The Crown, in this case, agreed that the disclosure was a part of the crucial step in determining election and/or plea. It was quite clearly relevant, or was relevant, and continued to be relevant, to the defence's Charter argument, which has been filed and is affixed to the information. In my view, the delay on this date was not a waiver, nor was it caused solely by the defence.
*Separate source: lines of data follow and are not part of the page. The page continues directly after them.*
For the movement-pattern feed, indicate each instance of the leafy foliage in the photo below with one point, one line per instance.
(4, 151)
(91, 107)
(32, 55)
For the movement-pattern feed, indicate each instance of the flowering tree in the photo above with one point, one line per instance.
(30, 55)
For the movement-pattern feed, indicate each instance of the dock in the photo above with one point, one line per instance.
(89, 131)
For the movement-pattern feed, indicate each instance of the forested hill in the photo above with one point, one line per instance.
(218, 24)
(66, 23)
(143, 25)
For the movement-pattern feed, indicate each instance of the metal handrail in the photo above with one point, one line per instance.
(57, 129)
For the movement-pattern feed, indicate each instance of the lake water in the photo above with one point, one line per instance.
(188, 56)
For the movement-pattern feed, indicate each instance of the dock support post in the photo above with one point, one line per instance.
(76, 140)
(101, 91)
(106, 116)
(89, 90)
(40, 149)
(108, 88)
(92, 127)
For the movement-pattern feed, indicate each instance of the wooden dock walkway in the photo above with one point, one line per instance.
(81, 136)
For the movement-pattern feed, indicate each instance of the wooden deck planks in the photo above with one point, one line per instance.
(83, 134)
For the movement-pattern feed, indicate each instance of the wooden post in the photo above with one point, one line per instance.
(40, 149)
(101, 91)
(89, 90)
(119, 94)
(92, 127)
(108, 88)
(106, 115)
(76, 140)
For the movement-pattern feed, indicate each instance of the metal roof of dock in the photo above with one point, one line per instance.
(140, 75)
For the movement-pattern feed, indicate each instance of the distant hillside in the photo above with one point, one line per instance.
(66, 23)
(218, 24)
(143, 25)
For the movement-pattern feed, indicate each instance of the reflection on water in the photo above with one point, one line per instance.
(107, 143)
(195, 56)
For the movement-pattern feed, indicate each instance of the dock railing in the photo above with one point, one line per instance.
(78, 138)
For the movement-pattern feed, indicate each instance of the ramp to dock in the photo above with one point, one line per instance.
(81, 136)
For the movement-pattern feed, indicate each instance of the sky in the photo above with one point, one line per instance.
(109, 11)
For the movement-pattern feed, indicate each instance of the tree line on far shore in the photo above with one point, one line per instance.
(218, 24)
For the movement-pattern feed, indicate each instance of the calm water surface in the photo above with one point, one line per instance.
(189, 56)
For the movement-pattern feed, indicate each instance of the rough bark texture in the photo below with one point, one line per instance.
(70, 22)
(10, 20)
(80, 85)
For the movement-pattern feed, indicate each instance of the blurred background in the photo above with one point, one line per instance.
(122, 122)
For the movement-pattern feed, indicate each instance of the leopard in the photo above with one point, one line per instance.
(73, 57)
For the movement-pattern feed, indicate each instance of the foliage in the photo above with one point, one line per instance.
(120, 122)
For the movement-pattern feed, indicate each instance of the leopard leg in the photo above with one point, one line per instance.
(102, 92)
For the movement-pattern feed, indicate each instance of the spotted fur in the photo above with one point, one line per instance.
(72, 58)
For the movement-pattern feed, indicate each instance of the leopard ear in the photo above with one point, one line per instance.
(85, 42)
In other words, there was no deliberate attempt to cause delay and/or prolong the proceedings.
Therefore, I find the total delay to be the following: From the swearing of the information and to the trial date, that period of time is 626 days, or 20 months and 18 days, less defence delay due to waiver of 11(b) for resolution discussions. I find that to be 64 days. I am urged by counsel to reduce a further 7 days due to the judicial appointments of two prominent Crown attorneys. Therefore, I find the total net delay to be 569 days, or 18 months and 29 days. Or, if I am incorrect about the allocation of the 7-day period between June 20 and July 6, the presumptive ceiling was still exceeded.
Once the ceiling has been exceeded, the onus shifts to the Crown to establish the presence of exceptional circumstances. The Crown has not pointed to any exceptional circumstances, such as discrete events, or argued that this was a complex case. In my view, the case was a simple "over-80" matter, that contained, like many 'over 80s', a Charter issue and expert evidence by way of a toxicology report.
Ultimately, in my view, this was a case where there was a lack of urgency to get critical disclosure into the hands of the defence, and, the lack of Crown resources to get that disclosure. There was also the problem of Crown unavailability for earlier trial dates, and finally, I find that there was a failure of institutional resources to accommodate this case on the first trial date.
Conclusion
Since there are no exceptional circumstances to justify exceeding the presumptive ceiling, I am staying the proceedings in this matter. You are free to go.
MR. DORSZ: Thank you, Your Honour.
MS. ATHANAS: Thank you.
MR. DORSZ: I take it those trial dates will be vacated then?
THE COURT: We will make those arrangements. Good Luck, Ms. Lyjak.
BARBARA LYJAK: Thank you very much.
THE COURT: Again, thank you, both counsel.